Mientras que Kant se apercibió que Ética y Derecho podían no ser afines, Foucault no aceptaría que lo ético no fuese el horizonte del Derecho. No obstante, lo que aquí me resulta significativo es la reivindicación de la autonomía del sujeto para ser coherentes con sus principios y en consecuencia su “intención” se buena, aunque luego alguien pudiera apuntalar que “de buenas intenciones están los cementerios llenos”.
No obstante, considero oxigenante en los tiempos que vivimos esa convicción de que de alguna manera la voluntad del bien es más importante que el resultado, ya que habitamos una sociedad de resultados que anula las intenciones y por ello al mismo sujeto. Lo que cuenta es lo pragmático, y el origen o la conciencia de esa praxis, si el resultado es eficaz y beneficiosos para fines, cuestionables, no es en absoluto merecedora de relevancia alguna.

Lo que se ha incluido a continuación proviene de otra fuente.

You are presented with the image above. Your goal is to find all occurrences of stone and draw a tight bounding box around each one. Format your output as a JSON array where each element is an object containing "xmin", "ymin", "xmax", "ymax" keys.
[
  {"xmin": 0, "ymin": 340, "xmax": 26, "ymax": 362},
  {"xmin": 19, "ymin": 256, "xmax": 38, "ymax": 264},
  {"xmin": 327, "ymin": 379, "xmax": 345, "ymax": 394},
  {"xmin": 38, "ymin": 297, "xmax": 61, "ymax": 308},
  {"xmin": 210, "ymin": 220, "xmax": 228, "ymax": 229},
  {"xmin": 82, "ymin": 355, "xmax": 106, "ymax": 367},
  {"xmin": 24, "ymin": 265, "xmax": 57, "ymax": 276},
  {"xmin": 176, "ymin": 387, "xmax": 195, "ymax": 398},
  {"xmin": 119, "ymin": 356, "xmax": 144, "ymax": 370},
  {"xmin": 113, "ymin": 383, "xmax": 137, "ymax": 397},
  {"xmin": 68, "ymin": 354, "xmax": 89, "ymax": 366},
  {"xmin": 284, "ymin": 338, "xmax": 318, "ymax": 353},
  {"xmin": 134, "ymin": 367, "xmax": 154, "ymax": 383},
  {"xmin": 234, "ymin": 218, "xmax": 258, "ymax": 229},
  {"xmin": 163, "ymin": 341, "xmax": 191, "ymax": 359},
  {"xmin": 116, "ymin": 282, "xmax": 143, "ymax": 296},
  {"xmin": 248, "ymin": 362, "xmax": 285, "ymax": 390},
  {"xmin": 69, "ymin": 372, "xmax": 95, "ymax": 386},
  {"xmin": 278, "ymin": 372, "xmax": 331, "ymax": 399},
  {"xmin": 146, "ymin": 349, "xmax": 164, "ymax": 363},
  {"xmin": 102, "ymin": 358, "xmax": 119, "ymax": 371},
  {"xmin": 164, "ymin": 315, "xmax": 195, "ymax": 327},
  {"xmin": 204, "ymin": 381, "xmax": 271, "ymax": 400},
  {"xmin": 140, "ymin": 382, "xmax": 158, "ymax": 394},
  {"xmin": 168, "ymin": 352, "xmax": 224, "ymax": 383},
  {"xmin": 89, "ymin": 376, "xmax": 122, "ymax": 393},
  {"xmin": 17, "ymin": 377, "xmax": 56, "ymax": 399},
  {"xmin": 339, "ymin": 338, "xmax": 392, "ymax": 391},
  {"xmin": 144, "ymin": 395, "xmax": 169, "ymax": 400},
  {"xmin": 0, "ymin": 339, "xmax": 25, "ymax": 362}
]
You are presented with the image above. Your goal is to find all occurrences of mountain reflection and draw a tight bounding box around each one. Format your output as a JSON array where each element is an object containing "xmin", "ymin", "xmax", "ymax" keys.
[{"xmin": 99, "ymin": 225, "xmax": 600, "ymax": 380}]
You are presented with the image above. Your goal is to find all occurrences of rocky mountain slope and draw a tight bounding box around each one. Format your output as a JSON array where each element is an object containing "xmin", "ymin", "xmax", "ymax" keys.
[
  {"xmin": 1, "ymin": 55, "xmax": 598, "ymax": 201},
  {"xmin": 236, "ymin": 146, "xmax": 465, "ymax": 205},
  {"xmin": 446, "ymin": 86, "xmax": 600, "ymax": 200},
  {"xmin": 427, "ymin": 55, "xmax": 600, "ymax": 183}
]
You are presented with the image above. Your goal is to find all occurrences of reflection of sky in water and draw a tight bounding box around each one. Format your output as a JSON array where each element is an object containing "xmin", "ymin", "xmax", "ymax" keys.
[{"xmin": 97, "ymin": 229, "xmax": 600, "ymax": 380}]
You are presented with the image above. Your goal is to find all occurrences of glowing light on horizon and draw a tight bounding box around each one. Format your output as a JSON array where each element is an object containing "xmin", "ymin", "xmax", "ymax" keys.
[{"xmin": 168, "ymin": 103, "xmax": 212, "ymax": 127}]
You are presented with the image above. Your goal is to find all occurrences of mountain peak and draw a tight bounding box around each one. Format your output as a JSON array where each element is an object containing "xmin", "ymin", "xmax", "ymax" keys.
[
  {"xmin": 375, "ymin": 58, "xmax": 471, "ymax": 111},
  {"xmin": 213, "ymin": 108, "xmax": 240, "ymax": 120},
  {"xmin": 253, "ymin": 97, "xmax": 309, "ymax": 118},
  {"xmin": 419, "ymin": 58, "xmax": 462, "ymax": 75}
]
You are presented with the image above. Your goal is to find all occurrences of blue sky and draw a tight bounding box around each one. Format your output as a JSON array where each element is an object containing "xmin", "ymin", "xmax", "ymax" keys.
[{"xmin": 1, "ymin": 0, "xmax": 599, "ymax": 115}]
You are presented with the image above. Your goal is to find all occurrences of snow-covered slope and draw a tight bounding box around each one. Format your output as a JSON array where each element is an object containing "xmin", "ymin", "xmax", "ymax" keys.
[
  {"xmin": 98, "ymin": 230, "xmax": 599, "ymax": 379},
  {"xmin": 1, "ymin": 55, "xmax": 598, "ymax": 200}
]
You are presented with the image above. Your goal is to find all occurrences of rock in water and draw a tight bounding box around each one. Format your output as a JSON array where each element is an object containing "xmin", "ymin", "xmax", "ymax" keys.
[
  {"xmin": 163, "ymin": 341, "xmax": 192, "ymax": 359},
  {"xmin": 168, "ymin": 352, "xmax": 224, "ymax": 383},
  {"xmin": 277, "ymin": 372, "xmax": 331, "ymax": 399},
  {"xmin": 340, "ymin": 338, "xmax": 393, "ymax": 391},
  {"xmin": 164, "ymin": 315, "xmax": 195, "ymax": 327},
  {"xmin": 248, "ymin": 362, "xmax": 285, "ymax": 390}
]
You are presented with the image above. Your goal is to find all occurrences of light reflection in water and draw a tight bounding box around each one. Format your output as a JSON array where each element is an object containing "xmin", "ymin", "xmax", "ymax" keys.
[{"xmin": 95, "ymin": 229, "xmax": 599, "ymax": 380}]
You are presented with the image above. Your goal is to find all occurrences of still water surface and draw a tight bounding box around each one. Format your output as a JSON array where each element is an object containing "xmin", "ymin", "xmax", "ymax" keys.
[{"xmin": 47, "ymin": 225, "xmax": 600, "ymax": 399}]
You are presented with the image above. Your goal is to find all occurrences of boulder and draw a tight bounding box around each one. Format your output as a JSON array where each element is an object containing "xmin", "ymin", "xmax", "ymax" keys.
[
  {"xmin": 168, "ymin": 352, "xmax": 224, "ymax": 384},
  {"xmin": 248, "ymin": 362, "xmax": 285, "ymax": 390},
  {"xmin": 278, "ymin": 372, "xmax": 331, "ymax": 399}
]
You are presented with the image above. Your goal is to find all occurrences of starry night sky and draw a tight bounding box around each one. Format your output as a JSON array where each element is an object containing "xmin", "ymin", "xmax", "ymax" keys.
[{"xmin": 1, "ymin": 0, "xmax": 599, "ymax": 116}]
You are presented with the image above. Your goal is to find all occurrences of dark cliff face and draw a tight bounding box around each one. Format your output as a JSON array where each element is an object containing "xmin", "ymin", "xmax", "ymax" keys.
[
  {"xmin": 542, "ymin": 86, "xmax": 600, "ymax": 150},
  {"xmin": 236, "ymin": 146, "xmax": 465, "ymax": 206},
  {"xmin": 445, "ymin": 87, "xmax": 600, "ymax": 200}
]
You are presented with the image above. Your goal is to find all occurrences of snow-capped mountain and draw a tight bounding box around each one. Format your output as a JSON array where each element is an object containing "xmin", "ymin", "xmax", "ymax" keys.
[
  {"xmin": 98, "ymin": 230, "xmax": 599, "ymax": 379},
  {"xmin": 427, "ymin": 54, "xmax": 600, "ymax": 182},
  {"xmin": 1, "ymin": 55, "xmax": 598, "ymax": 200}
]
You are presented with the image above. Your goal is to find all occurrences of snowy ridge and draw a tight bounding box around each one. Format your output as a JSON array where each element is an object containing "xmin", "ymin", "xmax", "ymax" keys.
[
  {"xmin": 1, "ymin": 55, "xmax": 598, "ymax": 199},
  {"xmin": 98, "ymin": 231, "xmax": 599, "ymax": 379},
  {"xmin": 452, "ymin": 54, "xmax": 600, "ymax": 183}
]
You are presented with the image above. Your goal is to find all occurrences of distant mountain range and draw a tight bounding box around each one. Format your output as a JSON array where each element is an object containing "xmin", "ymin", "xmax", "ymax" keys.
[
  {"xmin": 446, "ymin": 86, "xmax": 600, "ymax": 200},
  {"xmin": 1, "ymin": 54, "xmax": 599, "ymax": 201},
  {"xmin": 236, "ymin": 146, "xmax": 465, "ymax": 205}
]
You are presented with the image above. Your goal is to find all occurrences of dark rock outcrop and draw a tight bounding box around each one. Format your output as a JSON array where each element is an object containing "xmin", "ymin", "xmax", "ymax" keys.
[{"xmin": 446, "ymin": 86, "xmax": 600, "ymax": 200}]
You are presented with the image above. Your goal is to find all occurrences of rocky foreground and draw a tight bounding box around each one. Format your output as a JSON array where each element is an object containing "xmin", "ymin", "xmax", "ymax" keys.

Quizás he realizado un ejercicio de elasticidad del pensamiento de uno y otro filósofo, pero a mi favor diré que es una idea que se ha ido perfilando con una claridad y distinción casi cartesianas. En definitiva, si la voluntad o el querer con el que se lleva a cabo una acción es bueno, busca tener al otro como fin en sí mismo, las consecuencias negativas son merecedoras de perdón, porque somos humanos y no dioses. Y, por supuesto, sabes que ese sujeto es de fiar, rara avis de entrada en nuestro entorno.